The Rainbow Rhythm of Shifting
After months/years of practicing slow shifting, it occurred to me that shifting is a technique that happens surprisingly suddenly and quickly. This realization took a long time because I needed to "rewire" my brain to reflect the invisible frets of the fingerboard. It doesn’t take that long to do that, but it can take years to know it’s something that needs to be done. Here’s where talent comes into play. Someone gifted with spatial awareness sees a long expanse of ebony, and naturally gives it definition, depth, and boundaries. The rest of us fall off the sides, cringe at the thought of playing fifths, and forget how far a whole step is.
Once the "frets" are firmly in mind, so is the distance to be shifted. Good rhythm and framing shows us exactly when to shift. All that knowledge tells us exactly when to prepare the bow to dig in a little and avoid the inevitable bounce/tremor.
I like the term "bracing the bow" to describe the act of preparing it for the bounce. While it often has a connotation of being stiff, I refer to the definition of "giving strength, vigor, or freshness".
Shifting is quick but never abrupt. Music teaches us that not only notes are unique, but so are the moments in which they reside. Spatial rhythm is best visualized by thinking of a rainbow, which defines space perfectly. The line between a fast shift and an abrupt one is very subtle, but, with practice, a player’s sense of perspective broadens. Fast doesn’t seem so fast anymore.
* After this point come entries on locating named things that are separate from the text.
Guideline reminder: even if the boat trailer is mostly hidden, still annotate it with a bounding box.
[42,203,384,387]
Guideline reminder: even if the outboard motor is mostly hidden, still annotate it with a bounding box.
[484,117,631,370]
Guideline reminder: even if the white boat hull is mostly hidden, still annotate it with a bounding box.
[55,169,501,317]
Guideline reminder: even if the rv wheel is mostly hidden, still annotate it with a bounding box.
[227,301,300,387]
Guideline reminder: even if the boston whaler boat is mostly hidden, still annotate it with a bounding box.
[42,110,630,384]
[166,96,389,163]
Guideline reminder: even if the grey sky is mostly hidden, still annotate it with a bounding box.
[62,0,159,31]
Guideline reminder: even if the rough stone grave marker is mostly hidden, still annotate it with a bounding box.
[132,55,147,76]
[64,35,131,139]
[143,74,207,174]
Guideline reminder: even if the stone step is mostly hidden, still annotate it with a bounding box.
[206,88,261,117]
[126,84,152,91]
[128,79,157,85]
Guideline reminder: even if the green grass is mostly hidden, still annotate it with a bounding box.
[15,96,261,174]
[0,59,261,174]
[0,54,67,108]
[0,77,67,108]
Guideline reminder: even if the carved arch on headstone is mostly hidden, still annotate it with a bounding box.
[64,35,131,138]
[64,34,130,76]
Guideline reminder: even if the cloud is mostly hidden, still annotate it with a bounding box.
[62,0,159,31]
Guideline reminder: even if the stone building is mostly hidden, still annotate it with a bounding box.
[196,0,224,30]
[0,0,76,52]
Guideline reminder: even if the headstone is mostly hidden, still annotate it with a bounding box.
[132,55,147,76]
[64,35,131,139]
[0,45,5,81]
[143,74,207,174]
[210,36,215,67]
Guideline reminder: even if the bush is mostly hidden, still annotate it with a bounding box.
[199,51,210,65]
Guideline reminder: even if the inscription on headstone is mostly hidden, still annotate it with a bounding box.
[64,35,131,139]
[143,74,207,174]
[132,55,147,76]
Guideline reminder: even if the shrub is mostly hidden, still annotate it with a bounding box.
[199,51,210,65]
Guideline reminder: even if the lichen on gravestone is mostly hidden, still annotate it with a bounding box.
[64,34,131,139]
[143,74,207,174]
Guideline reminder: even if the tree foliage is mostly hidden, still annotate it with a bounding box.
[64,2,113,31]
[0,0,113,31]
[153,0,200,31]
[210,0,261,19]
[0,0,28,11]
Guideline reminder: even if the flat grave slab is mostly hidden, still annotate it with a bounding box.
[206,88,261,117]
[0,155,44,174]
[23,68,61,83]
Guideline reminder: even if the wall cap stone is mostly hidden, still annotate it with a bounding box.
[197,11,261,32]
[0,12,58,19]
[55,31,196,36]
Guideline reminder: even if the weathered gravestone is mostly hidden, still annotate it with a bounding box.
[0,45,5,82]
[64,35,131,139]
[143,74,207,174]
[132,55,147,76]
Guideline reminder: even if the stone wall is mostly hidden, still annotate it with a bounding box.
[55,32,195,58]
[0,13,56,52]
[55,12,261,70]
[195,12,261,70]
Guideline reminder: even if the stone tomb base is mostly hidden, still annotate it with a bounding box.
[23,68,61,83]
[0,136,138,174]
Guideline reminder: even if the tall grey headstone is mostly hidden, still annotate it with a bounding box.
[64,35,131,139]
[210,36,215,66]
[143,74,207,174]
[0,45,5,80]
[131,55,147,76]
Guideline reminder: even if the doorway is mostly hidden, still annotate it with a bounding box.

The Kernels of Talent We Develop
None of us is free of talent. Instead we piece things together. We may have a strong sense of sound. Certain harmonies give us chills. We can play super-fast and somewhat accurately as long as we don’t let problem-solving thoughts interfere. Talent is a bowl of opportunity we can cultivate or waste. In the example of the bow bouncing during shifting, every new technique we learn to brace the bow adds more to the bowl. Talent is seeing what physical actions are needed to tame the bow and adapt to its characteristics. Practicing is fun when adult thinking is applied to defining what we do.
To know what to look for when I search for efficiency and natural technique, I remind myself of my friend’s skill/talent that I see every time we play bridge. He seems to let the card sail out of his hand, with a flick of his fingers, onto the table with a perfect trajectory, launching and landing speed, and not a trace of the card flipping upside down while it’s in the air. This is what talent and art look like, and violinists have to work at it in spite of the fact the two hands are doing something completely different.